Posted by Aaron on Aug 21, 2007

It is sometimes easy to forget how many changes actually occur when you show up at law school. Sure, your class schedule and living situation change, but unless you had a large contingency of law aspiring undergraduate friends, you’re also going to have to start from scratch on the friend front. And while your professors and class schedule will affect your experience, a group of good friends can mitigate any misfortune your school work may bring.

The first week of law school is a super meet and greet where everybody is friends with everybody. You latch onto the few faces you know. Suddenly, the guy who sat next to you in orientation is your best friend and the girl that lives down the hall from you is your other best friend. As time passes and you meet other people, you realize that friend selection based on spatial proximity may not be the best criteria. It’s an evolving time where you grow closer to some people and further away from others much like any other social situation. Law school doesn’t change how you make friends or what you look for in friends; it just makes you do it again.

Last winter, I went out to lunch with my old rowing coach, who is also a lawyer, and he asked me if there were a lot of cliques. I replied something to the effect of no, and that I just hang out with a few people and don’t really interact all that much with everyone else. Well, I had pretty much given the definition of a clique and feeling very silly, I conceded the point. But looking back, I’ve come up with a better defense. Yes, I did really only have a few people that I was very close to, but I wasn’t close to them at the exclusion of everybody else. It is just a matter of convenience that a large group will break into smaller ones and, while everyone had their groups of close friends, there is a sense of “we’re all in it together” that bonds the whole 1L class. And while there will always be that guy who annoys the crap out of you, there will also be those two guys that make you laugh so hard at lunch that your face hurts, that console you as you walk to your car after a seemingly horrible exam, or even take that late night phone call to listen to you whine about the amount of material we have to learn.

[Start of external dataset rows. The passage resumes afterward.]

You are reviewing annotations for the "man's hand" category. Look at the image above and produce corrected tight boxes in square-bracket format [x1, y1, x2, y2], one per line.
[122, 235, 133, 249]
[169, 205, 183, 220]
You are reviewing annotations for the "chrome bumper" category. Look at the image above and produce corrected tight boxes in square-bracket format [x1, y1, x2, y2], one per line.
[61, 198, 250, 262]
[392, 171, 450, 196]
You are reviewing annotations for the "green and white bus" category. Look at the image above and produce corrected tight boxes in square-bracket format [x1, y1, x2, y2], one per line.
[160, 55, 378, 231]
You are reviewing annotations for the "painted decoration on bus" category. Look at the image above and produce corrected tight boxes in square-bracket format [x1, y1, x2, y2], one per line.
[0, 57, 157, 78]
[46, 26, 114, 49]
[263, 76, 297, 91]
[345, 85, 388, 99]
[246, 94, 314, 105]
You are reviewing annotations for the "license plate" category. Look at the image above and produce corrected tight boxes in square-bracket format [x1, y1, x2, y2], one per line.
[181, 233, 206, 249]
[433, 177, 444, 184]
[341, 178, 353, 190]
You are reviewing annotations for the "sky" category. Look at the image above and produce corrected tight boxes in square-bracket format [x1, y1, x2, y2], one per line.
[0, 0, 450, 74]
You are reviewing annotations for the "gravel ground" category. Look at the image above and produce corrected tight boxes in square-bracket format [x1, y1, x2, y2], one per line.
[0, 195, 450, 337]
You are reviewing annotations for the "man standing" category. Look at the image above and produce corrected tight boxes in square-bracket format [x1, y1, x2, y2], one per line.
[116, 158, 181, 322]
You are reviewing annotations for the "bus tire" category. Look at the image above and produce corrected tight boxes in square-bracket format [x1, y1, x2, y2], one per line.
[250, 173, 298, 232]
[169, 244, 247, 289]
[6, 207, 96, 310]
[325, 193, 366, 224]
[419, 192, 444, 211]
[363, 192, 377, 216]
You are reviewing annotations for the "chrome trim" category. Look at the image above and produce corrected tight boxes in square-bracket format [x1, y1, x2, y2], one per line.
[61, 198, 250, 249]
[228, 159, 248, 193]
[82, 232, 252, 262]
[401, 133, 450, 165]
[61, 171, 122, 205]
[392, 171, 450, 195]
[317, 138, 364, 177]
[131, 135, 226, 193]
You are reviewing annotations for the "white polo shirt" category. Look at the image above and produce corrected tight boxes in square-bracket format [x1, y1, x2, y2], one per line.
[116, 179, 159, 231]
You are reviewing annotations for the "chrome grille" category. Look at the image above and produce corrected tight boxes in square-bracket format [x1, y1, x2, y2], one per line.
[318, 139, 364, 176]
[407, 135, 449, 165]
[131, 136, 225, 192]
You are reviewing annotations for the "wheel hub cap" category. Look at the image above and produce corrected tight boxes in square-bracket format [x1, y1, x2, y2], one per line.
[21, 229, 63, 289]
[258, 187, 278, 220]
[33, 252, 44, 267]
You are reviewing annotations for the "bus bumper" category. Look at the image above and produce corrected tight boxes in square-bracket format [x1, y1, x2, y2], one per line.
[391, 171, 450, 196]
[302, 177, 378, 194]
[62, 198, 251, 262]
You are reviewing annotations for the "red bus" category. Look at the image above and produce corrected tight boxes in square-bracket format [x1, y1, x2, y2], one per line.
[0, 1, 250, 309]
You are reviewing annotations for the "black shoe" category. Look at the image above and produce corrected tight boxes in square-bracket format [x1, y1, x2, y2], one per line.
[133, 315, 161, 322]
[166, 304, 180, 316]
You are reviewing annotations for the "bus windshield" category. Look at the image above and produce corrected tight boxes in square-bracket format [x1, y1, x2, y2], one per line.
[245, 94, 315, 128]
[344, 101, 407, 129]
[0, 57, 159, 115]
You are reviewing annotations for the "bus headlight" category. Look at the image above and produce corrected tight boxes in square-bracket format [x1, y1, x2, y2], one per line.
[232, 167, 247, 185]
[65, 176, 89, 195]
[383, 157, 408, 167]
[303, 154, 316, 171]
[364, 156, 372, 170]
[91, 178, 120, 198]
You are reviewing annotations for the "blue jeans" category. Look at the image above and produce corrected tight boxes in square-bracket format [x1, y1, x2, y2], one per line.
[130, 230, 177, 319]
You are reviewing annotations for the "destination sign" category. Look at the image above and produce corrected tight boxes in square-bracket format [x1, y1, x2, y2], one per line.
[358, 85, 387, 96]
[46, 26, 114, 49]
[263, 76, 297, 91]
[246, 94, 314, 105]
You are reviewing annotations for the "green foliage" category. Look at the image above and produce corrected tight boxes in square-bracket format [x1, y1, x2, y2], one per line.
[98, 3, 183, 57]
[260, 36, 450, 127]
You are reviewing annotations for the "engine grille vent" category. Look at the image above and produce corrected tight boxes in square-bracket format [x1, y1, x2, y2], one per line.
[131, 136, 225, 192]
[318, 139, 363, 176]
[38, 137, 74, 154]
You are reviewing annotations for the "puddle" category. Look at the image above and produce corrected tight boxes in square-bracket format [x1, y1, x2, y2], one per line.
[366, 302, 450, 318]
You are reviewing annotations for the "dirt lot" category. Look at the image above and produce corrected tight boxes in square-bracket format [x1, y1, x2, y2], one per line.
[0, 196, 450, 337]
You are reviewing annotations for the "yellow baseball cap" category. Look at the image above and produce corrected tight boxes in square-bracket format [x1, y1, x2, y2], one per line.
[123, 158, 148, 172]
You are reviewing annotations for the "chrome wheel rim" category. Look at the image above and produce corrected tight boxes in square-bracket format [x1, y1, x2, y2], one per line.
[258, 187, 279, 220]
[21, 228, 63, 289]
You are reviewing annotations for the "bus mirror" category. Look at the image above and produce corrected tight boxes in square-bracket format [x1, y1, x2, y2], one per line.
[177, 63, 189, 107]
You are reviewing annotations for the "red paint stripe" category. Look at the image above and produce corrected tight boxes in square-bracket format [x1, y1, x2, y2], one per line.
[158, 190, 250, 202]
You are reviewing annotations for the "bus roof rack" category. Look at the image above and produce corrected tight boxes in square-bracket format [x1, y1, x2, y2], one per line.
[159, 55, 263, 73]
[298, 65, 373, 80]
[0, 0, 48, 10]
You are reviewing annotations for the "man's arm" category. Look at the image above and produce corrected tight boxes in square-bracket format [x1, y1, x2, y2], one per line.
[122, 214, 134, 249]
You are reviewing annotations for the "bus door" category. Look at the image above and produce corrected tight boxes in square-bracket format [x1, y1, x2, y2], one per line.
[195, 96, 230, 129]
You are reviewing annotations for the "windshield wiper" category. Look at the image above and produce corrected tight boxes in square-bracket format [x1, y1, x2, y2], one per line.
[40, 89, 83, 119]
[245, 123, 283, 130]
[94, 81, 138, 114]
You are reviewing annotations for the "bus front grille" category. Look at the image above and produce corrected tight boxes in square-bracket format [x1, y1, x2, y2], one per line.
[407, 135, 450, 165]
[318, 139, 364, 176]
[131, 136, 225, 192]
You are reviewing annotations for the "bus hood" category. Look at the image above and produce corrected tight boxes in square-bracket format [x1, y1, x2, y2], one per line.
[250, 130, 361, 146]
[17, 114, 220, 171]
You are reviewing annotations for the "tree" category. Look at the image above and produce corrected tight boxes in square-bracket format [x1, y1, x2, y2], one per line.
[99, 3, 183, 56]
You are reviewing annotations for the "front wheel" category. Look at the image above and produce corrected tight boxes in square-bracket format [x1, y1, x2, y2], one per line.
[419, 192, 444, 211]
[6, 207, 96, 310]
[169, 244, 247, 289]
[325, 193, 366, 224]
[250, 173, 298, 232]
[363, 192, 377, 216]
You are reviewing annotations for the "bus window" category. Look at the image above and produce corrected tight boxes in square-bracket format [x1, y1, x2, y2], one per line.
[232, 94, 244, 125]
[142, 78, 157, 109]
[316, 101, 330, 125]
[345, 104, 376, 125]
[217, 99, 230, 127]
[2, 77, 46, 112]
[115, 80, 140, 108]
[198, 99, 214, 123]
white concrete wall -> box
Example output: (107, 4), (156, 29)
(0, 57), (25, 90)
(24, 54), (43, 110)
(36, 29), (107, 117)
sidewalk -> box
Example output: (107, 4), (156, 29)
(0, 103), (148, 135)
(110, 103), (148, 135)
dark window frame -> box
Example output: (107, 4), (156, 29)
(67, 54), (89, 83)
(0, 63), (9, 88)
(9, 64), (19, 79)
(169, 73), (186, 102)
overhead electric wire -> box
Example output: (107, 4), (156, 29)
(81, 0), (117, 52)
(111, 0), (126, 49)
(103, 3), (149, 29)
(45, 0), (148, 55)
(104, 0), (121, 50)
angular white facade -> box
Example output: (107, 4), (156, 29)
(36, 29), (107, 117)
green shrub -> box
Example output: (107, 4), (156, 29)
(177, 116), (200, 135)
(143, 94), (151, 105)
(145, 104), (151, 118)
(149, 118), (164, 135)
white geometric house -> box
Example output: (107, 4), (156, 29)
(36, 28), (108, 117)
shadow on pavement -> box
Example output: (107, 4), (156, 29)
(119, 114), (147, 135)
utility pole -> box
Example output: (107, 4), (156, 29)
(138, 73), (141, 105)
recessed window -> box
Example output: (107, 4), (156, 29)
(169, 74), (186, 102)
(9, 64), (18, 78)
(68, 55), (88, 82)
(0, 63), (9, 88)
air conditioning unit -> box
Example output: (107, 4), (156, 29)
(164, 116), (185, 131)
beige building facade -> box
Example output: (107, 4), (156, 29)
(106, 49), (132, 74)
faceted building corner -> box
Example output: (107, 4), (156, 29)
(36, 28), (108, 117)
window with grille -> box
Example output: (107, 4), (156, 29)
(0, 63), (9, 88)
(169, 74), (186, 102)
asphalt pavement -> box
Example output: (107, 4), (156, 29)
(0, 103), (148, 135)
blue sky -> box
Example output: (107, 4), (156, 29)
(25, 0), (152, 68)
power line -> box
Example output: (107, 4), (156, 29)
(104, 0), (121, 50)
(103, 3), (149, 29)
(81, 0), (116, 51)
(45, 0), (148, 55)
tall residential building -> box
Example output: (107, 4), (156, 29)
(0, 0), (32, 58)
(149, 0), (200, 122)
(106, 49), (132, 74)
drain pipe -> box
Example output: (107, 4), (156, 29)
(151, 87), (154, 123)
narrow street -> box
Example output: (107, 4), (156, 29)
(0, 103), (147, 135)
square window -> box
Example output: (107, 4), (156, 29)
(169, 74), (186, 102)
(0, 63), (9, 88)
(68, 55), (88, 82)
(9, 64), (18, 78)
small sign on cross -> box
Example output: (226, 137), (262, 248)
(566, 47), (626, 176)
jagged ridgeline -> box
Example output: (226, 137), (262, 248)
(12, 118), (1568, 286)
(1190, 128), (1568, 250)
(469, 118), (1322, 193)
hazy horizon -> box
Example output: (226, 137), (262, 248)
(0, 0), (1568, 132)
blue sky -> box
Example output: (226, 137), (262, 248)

Your friends you make at law school will save your sanity because, after all, they are the only ones that know what you’re going through. Your mom will tell you everything is fine and your other friends will tell you that you’ll be ok but, in the end, they have no idea what they are talking about. The only voice that will bring any sort of comfort will be that of someone who knows what you’re going through, who is suffering right beside you, and who will be there next to you at the finish line.